Follow-up on the Sandy 10K Race Report

A fellow dead runner wrote me:

Glad you overall time went well. What happened? I think you went out too
fast. You were too pumped. You need to watch your splits.

And I responded:

I spent a couple of days thinking about this.  In hindsight, you are right on the too fast, wrong on the splits.  I went out the time I wanted, but my plan was too aggressive.  That plus the mistakes I listed (overheating and poor breakfast) meant I could not hit the time my recent training runs told me.  I also screwed up understanding my cadence stat that the garmin footpad has been giving me the last 60 days.  So, my walk segments were only 30 seconds instead of the 60 I thought they were and trained for.  That really hurt me also in leg freshness the last mile.

My final time was only ~1:00 over the PR I ran about a month ago, and I did not feel like I pushed myself 100% in that race.  I have also dropped another 5# since then and my training runs have been very good.

I am tinkering with my Galloway run/walk ratios and my plans, but at least I hope I am learning on what I can do.

Since then I have been thinking more:

1)   It was really poorly phrased of me to tell Alan he was wrong in the second sentence.  That was simply me in denial.
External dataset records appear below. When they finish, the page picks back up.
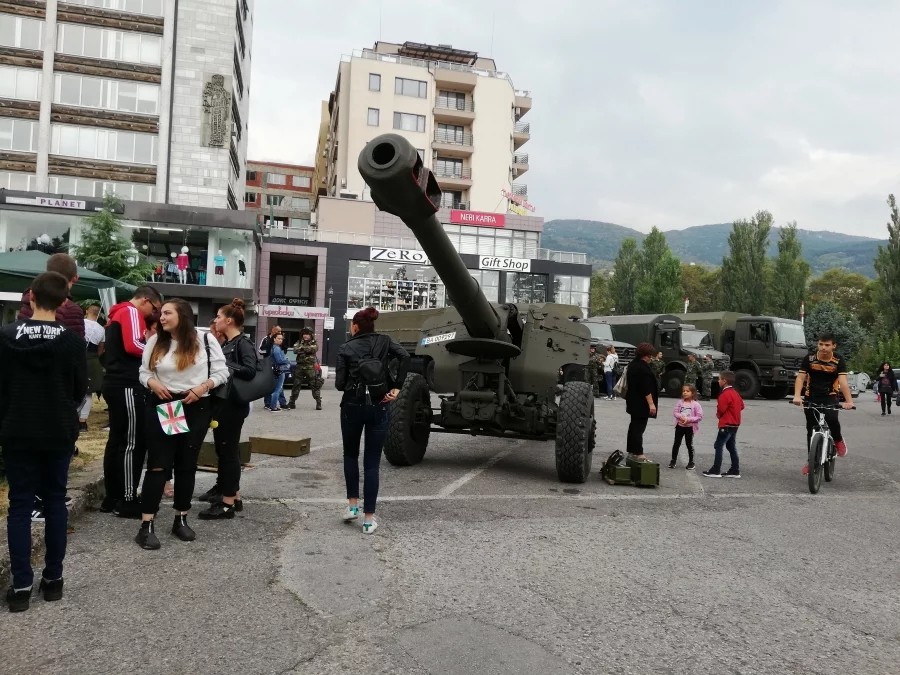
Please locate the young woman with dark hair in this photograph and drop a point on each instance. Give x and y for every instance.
(361, 412)
(240, 357)
(175, 368)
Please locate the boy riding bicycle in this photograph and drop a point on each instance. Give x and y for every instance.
(822, 377)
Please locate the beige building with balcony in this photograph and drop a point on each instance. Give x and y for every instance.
(461, 113)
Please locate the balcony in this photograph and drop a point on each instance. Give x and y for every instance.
(521, 134)
(454, 179)
(453, 144)
(520, 164)
(454, 112)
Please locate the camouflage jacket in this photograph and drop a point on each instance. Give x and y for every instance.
(693, 371)
(306, 353)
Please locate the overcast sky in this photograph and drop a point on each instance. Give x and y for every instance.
(646, 112)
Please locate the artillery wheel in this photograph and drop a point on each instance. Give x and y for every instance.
(575, 429)
(410, 424)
2)   Am I realistic in my time projections?  Have I gotten faster, or do I just feel faster?  

3)   Am I really pushing myself?  Or am I backing off at the first sign of pain?  I am not going to be able to “run again” at the end of my goal races I have planned over the next 24 months; I need to learn to push harder and leave it out on the course.  
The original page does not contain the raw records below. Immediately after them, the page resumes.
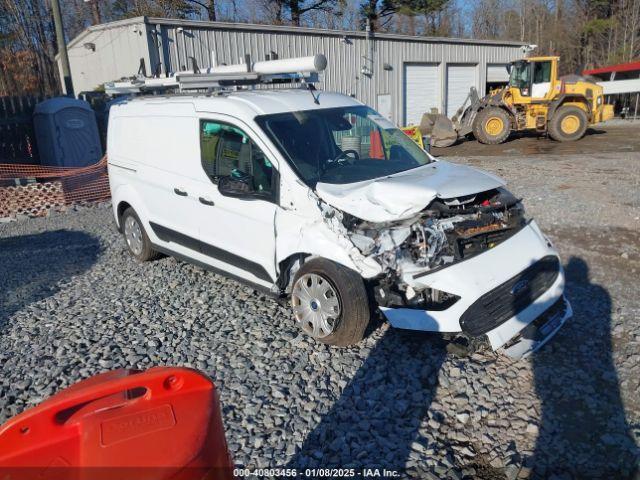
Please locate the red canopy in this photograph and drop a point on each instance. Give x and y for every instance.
(622, 67)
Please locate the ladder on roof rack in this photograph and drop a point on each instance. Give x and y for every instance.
(289, 70)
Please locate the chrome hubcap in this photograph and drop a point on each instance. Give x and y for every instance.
(316, 306)
(133, 235)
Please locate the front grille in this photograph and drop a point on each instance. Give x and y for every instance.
(510, 298)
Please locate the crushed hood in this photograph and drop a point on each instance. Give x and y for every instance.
(404, 194)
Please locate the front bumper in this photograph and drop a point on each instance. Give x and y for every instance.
(479, 275)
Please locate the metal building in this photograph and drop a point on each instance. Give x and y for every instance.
(401, 76)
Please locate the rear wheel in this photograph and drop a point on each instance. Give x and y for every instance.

4)   I am dominated by fear of injury.  And my subconscious mind knows it!! My thoughts are filled with the idea that pushing harder now means I am not going to be able to do my miles tomorrow and I am going to get fat again.  Every sore spot brings a full basket of worries.  

I have a dogtag I wear with my Fargo Marathon date and time on one side and a Prefontaine quote on the other:  “To give anything less than your best is to sacrifice the gift.”  The last couple of days, I have noticed men roughly my age that are in much worse shape than I am.  I can run many miles a day and run 20 to 30 a week!  I do have a gift that I tried to bury with years of being overweight.  I have a gift that I enjoy.  But I also feel a compelling need to challenge myself to go higher, farther, faster.  It provides me a driving motivation that pushes me out to run on days that are cold, windy, and wet.  I wrote in my first report that “I faced a mental battle. . .”  in my original race report.  What I left unsaid (dishonest with myself) is I faced that battle and lost.  
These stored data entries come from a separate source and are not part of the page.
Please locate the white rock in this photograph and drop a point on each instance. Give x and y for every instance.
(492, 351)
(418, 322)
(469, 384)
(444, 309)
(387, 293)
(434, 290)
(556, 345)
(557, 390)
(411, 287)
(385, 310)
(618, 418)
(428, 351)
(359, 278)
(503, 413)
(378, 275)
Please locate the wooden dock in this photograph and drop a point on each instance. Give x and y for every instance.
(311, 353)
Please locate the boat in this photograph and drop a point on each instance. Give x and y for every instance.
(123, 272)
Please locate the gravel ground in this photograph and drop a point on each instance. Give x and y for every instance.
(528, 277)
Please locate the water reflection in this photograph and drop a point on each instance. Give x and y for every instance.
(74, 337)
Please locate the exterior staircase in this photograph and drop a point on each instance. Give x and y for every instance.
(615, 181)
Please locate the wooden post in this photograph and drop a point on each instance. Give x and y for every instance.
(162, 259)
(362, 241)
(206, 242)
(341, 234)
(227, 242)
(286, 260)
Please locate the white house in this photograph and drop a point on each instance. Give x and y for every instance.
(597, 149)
The amazing thing was I did so many things wrong and still was about 1 minute from my PR.  I could have pushed the last mile faster than a 13:09 pace, but I let myself chicken out.  

I played basketball growing up. I was a “smart” player, meaning I used position and skills rather than speed.  I was one of the slowest on the team in sprint drills and always thought of myself as slow.  I never knew how to run, how to build a base, how to enjoy it. I was the slow kid that became the fat guy.  

But every self-imposed limited view I have does not jive with the fact I can run miles. It is hard to think of myself as a runner, but I have ran a marathon and that is something 1/10 of one percent of people have done.

I am basically grappling with and denying that I am a runner.  And I am holding myself back from the full use of that gift.  

This week has been scary for me.  It is giving me the opportunity to really examine myself and the only thing that is scarier than that is putting it down in words and sharing with others. We all have demons, I am trying to force myself to publicly name mine as part of my plan to face them.

“We can, by God, let our demons loose and just wail on!”  -- Once a Runner

I have a chance on Saturday to face those demons again. I also have a race in two weeks that I posted my goal for last week. I have spent three days trying to tell myself is impossible.  But I have decided to leave the goal as is.  It is really a "stretch" goal and I need to take a swing at it and let the challenge and not myself beat me.